Como pôde ser tão desgraçadamente iludido por tanto tempo?
Mas voltando ao nosso exemplo, o Brasil é de cima a baixo um
enorme canteiro de gambiarras, guaribas e puxadinhos.
O Governo ainda se dá ao descaso de começar uma obra de
rodovia ou hidrelétrica, por exemplo, sem projetos, com a estimativa de custo
sendo alterado ao sabor das conveniências ao longo do tempo.
De interromper a construção de uma obra por falta de licença
ambiental, que é dada pelo próprio governo.
De erguer pontes onde não vão passar estradas, de construir
ferrovias com bitolas incompatíveis.
Aqui parece que é tudo desorganizado.
Menos o crime, é claro!
Permeiam nossas cidades grandes emaranhados de fios
expostos.
E não estou falando das favelas.
Se o governo brasileiro fosse Deus e Ele fosse fazer o
homem, certamente o faria com as tripas por fora da barriga e o crânio por
dentro do cérebro.
Nossas cidades se parecem com vasos mal-recuperados.
É comum asfaltar-se uma rua e em seguida vir outra área do
governo abrindo valas para assentar a tubulação de água.
Depois de remendado vem outra quebrando novamente para
instalar o sistema de esgoto, depois de gás, e assim vai.
As calçadas das ruas são todas em desníveis e cacarecadas.
Lixões são os cartões de visita na porta das médias e
pequenas cidades.
Nossos sistemas de transportes públicos são caóticos.
A sinalização das cidades não é nada urbana: ruas com um
nome na placa e outro no mapa, avenidas que mudam de nome sem quê nem pra quê, números
fora de ordem, falhados ou repetidos.
E pelas placas de indicação, um forasteiro dificilmente
consegue se orientar pelas ruas e estradas do país.
Nossa indústria de utilitários corriqueiros é uma vergonha.
As garrafas térmicas escapam o calor, as jarras de suco
jorram pra trás, os parafusos espanam facilmente, o encanamento dá infiltração
e a ducha higiênica é feita para vazar.
Não teria condições de concorrer internacionalmente.
E assim vai indo.
Toda a nossa infra-estatura deixa a desejar, com aeroportos,
portos e estradas em petição de miséria.
Nosso ensino é fraco, a saúde é triste, a segurança é falha
e a justiça tardonha, quando não, canhestra.

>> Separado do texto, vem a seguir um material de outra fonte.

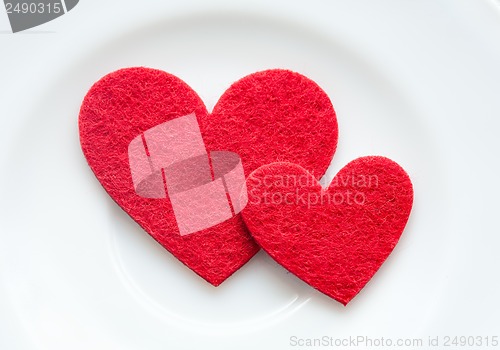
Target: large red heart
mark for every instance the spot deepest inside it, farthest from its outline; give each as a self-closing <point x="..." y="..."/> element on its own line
<point x="334" y="239"/>
<point x="274" y="115"/>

Nosso sistema legal, se fosse uma rede elétrica, seria um
enrosco de favela.
Só para se ter uma ideia, a constituição americana, que é de
1787, recebeu 27 emendas nesses 226 anos.
A nossa Constituição, a dita Cidadã, que é de 1988, em 25
anos recebeu 72 emendas, se não errei na contagem.

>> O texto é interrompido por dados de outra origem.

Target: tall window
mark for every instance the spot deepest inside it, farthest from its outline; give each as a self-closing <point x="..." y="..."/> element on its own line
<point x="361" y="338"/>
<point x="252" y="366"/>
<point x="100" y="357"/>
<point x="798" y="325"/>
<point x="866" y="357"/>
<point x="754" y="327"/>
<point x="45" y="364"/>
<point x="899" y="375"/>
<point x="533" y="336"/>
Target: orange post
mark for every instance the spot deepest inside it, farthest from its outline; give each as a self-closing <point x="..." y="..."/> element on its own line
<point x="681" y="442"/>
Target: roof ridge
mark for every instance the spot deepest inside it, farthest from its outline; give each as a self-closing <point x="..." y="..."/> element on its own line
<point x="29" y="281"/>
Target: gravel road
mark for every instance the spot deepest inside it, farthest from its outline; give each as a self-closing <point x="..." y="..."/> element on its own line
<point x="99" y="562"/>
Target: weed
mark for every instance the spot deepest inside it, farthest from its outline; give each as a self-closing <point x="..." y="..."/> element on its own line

Isso nos coloca entre os últimos países em desenvolvimento,
no quesito segurança jurídica.
Em termos de paisagem, a gente leva um susto, quando chega à
China, por exemplo.
Com a beleza e a funcionalidade dos aeroportos, com o asseio
das ruas, com a eficiência dos meios de transporte, com a sensação de
segurança.
Mas também pudera!
Em mais de três décadas eles vêm tendo um crescimento
econômico de dois dígitos e nós temos tido um crescimento pífio e há até uma
década perdida aí pelo caminho.
Democracia é mais lento mesmo, dizem.
E, o mais interessantes, é que a gente aceita pagar, devido
aos nossos sistemas corrompidos, até quatro ou cinco vezes mais caro por um km
de asfalto ou de linha de VLT.
Assim realmente a coisa não rende.
Mas a gente consegue entender porque estamos na situação em
que estamos.
Por coincidência, a nossa revolta popular acontece
exatamente no momento que há a maior leva de brasileiros visitando o exterior e
vendo como é que a vida está transcorrendo por lá.
Finalmente estamos vendo que, na calada da noite ou à luz do
dia, estão surrupiando os nossos cabedais.
Finalmente estamos percebendo o enorme buraco que existe
entre o que poderia ser e o que é a nossa vida de fato.